Personal information
- Born: March 2, 1980 (age 45) Santa Fe, Argentina
- Nationality: Argentine / Italian
- Listed height: 6 ft 1 in (1.85 m)

Career information
- Playing career: 1998–2018
- Position: Point guard

Career history

Playing
- 1998–2002: Ferro Carril Oeste (Argentina)
- 2002: Arkadia Traiskirchen (Austria)
- 2002: De Vizia Avellino (Italy)
- 2002–2003: Vip Rimini (Italy)
- 2003–2004: CAI Zaragoza (Spain)
- 2004–2005: Bilbao Basket (Spain)
- 2005–2006: Calpe Aguas (Spain)
- 2006–2007: Leche Río Breogán (Spain)
- 2007–2009: Melilla Baloncesto (Spain)
- 2009–2011: Menorca Bàsquet (Spain)
- 2011: Otto Caserta (Italy)
- 2011–2013: Gimnasia y Esgrima (CR) (Argentina)
- 2013: Cangrejeros de Santurce (Puerto Rico)
- 2013–2014: Libertad de Sunchales (Argentina)
- 2014–2016: San Martín de Corrientes (Argentina)
- 2016–2017: Instituto ACC (Argentina)
- 2017–2018: Hispano Americano (Argentina)

Coaching
- 2022–present: San Pablo Burgos (assistant)

Career highlights
- Copa Príncipe de Asturias champion (2004);

= Diego Ciorciari =

Argentine-Italian basketball player

Diego Andrés Ciorciari (born 2 March 1980) is an Argentine professional basketball coach and former player who played at the point guard position.
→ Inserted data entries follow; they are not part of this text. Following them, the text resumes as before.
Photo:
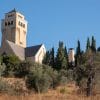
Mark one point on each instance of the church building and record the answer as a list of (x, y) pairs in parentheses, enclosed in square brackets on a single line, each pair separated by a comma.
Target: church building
[(14, 34)]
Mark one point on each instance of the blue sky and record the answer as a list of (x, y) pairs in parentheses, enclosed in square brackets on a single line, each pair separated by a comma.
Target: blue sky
[(52, 20)]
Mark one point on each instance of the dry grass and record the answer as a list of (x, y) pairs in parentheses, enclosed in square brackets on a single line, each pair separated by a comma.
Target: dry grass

He is assistant coach for San Pablo Burgos of the Spanish LEB Oro.

==Early years==
He began to play basketball in an amateur club called Rivadavia Juniors, in his home city, Santa Fe.

==Professional career==
Ciorciari first started to play as a professional in Argentina in 1997, when he was only 17, playing for Ferro Carril Oeste with Luis Scola and Federico Kammerichs among others. Because he was the youngest player of the team, the speaker nicknamed him El 'pichón' Ciorciari, being pichón a baby bird. Despite his height, in 2001 he won the LNB Slam Dunk Contest against Walter Herrmann, after having lost the final the year before.
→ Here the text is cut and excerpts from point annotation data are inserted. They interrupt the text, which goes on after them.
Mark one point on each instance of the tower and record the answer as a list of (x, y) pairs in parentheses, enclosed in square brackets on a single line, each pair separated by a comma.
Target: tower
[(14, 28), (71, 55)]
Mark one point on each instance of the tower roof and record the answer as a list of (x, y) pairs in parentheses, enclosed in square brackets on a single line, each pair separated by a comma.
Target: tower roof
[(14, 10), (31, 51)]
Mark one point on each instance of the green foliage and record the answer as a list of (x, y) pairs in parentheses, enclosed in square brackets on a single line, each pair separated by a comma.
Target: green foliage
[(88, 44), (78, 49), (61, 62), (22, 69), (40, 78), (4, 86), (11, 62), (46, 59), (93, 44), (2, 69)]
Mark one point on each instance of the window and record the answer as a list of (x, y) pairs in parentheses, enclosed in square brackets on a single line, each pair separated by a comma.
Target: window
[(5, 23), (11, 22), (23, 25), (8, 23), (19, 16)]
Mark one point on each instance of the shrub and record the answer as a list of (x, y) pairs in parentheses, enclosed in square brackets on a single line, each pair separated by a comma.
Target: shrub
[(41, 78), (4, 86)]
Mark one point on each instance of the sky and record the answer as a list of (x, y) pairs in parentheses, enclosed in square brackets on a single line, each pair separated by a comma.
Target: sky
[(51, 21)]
Afterwards he moved to Austria, where he played only for two months before he moved to Italy, where he played in Serie A and Legadue. In 2003 he signed for CAI Zaragoza, of Spanish second division LEB, and on 4 November 2004 he made his debut in ACB with Bilbao Basket. From 2005 to 2010 he played in the LEB league in different teams, and in May 2010 he won the LEB Play-off with Menorca basket and promoted to ACB.
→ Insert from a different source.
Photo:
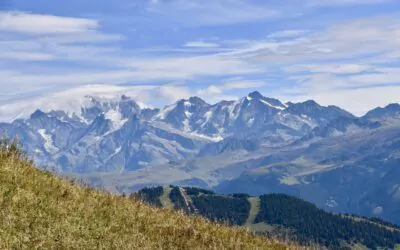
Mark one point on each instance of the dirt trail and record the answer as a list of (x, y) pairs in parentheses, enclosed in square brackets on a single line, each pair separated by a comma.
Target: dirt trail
[(165, 200), (254, 210)]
Unfortunately, his team relegated to the second division and he decided to leave the LEB after 7 seasons in Spain. In 2011, Diego moved to Italy and started playing for Pepsi Caserta but at the end of the year he returned to Argentina after almost ten years abroad and joined Club Gimnasia y Esgrima (Comodoro Rivadavia)

==Coaching career==
Following retirement, he has started his coaching career by becoming assistant coach for San Pablo Burgos of the Spanish LEB Oro.